Proponents of TENS anti-nausea therapy say one of its key appeals is the reduction or elimination of anti-emetic drugs' side effects. However, clinical trial results of the treatment are mixed, with some researchers finding TENS therapy reduces symptoms and can cut drug interactions, and others finding no substantial reduction of motion sickness; meanwhile, both Reliefband and WAT Medical are undergoing clinical and professional evaluation to buttress consumer perceptions.
For example, WAT Medical's Ji said the company is currently conducting studies in Canada and Turkey and would like to initiate studies in the United States; he also said professional reviews by physicians would add gravitas to consumer reviews. Reliefband claims of efficacy, meanwhile, were recently evaluated by the Electronic Retailing Self-Regulation Program, an investigative unit of the advertising industry’s system of self-regulation administered by the Council of Better Business Bureaus.
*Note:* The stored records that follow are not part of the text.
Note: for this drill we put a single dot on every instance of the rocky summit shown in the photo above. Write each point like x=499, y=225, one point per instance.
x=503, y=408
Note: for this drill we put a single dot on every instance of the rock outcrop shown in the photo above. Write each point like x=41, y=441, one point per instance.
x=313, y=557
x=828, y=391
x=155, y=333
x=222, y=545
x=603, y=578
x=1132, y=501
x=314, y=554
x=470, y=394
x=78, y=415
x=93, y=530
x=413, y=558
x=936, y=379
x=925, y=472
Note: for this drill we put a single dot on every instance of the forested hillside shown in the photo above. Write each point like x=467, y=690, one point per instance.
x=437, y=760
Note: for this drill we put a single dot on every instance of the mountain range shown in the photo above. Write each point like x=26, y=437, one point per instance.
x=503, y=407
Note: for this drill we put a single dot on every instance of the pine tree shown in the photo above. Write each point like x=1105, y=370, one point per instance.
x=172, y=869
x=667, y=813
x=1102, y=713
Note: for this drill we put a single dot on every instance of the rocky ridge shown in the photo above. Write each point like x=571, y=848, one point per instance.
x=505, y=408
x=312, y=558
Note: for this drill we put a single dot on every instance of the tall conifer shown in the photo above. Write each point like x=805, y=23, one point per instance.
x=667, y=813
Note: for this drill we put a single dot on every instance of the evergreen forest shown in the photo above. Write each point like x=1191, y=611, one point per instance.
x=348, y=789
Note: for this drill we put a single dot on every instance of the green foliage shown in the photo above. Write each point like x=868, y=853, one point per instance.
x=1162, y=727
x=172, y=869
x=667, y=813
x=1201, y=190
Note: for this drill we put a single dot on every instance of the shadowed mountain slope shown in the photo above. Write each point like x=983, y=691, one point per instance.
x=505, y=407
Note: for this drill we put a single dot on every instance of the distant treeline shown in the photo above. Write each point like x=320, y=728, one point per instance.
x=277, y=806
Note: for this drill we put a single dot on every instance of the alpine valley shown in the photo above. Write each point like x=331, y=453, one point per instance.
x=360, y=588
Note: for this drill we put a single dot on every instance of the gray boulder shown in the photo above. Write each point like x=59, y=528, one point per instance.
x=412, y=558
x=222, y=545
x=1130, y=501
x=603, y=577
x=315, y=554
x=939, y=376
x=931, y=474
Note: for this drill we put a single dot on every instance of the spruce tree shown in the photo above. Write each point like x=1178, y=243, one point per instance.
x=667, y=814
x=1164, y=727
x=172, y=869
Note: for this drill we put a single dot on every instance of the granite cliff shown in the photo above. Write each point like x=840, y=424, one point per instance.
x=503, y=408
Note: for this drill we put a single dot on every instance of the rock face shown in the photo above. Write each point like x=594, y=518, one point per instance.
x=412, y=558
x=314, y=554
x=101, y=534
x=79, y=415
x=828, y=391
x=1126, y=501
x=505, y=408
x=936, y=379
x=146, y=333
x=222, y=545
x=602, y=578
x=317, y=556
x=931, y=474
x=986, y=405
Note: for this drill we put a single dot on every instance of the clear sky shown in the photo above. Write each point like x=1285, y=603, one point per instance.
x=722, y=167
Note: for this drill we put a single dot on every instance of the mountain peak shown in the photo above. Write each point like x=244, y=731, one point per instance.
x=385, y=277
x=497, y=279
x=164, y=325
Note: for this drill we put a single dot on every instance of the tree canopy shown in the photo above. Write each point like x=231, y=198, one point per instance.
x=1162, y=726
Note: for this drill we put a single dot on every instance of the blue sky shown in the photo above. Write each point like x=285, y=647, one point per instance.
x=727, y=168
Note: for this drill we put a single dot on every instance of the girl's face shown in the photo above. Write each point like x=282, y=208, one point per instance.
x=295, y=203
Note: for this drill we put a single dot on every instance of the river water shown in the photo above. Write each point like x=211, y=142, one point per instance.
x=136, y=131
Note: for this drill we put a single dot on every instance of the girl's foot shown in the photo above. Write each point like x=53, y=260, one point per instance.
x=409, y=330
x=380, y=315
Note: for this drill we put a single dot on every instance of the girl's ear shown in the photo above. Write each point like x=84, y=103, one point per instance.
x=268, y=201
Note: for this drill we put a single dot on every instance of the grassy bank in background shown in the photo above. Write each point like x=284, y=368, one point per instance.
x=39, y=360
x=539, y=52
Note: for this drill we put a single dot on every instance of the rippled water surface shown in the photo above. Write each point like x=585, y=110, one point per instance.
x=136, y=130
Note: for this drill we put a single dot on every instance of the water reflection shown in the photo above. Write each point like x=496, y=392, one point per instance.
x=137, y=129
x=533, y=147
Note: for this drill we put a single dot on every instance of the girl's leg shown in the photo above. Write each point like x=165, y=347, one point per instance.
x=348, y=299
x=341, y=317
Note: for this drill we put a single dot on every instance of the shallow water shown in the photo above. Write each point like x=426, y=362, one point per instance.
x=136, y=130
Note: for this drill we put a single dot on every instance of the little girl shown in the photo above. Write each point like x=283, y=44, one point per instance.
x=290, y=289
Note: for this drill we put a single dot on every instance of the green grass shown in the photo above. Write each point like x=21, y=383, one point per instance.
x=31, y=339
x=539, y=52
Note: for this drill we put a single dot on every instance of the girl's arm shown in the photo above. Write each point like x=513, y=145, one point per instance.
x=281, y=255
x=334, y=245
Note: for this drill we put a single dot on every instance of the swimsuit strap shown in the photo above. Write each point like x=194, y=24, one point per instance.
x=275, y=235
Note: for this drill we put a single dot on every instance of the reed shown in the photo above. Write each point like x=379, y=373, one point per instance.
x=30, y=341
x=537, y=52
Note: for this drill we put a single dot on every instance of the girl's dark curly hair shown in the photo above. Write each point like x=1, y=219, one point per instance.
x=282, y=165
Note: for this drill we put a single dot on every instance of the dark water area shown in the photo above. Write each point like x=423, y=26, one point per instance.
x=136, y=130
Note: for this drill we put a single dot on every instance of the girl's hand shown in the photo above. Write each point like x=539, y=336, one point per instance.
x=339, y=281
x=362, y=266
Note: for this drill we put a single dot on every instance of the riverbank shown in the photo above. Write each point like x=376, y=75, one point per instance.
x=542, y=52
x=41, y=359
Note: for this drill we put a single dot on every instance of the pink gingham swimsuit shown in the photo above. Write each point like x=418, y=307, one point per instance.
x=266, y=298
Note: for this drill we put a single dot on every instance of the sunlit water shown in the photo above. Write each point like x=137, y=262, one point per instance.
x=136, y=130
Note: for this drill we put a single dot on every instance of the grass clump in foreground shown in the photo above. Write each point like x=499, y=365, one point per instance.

In a statement, ERSP recommended the marketer eliminate any references regarding the specific time in which consumers can expect the product to provide relief and also recommended more evidence will be necessary to back up claims of the technology's overall superiority.
"Although the marketer demonstrated the efficacy of acustimulation (Reliefband) versus one competitive prescription drug for post-operative nausea ERSP further recommended the advertiser discontinue broad comparative superiority messages— expressed, implied or made through testimonials—until it has additional evidence necessary to support such claims," the organization said.
While the products' developers and intended users wait for additional vetted data, aesthetics and ease of use figure prominently in the devices' promotion. The EmeTerm, which lists for $91, won a 2017 award at the iF International Forum Designcompetition; the Hannover, Germany-based organization evaluates more than 5000 submissions from 70 countries every year. Ji said "our goal with the design right now was to keep it simple and intuitive, so one button controls all the functions. And we try to make it look as nice as possible, of course."
Reliefband released a totally redesigned device, Reliefband 2.0, at the 2018 Consumer Electronics show; the device's design changed from a spherical device with multiple indicators and replaceable batteries to a streamlined rechargeable device that resembles leading fitness trackers (the retail price also nearly doubled to $174.99 from its predecessor's $94.99).
One difference in useability between the two is that the EmeTerm does not require the use of any conductive gel; Ji said the device's electrodes were redesigned with inert alloys, "So we basically increased the contact surface area on the metallic parts," he said. "That way we do not need a gel to increase the conductivity."
Depending upon how the devices are perceived by prospective users, industry analysts project annual market growth rates between a steady 3 percent (for motion sickness treatments, including drugs and devices) and a booming 18 percent (for wearable medical devices) over the next four to eight years. WAT Medical's Ji is confident the technology can make solid inroads if it is taken seriously as a treatment option.
"There are a lot of unexplored grounds in neuromodulation that can be covered, and I think we can both benefit if more consumers and doctors accept this as a therapy," he said. "Honestly, I think the market is big enough for both of us."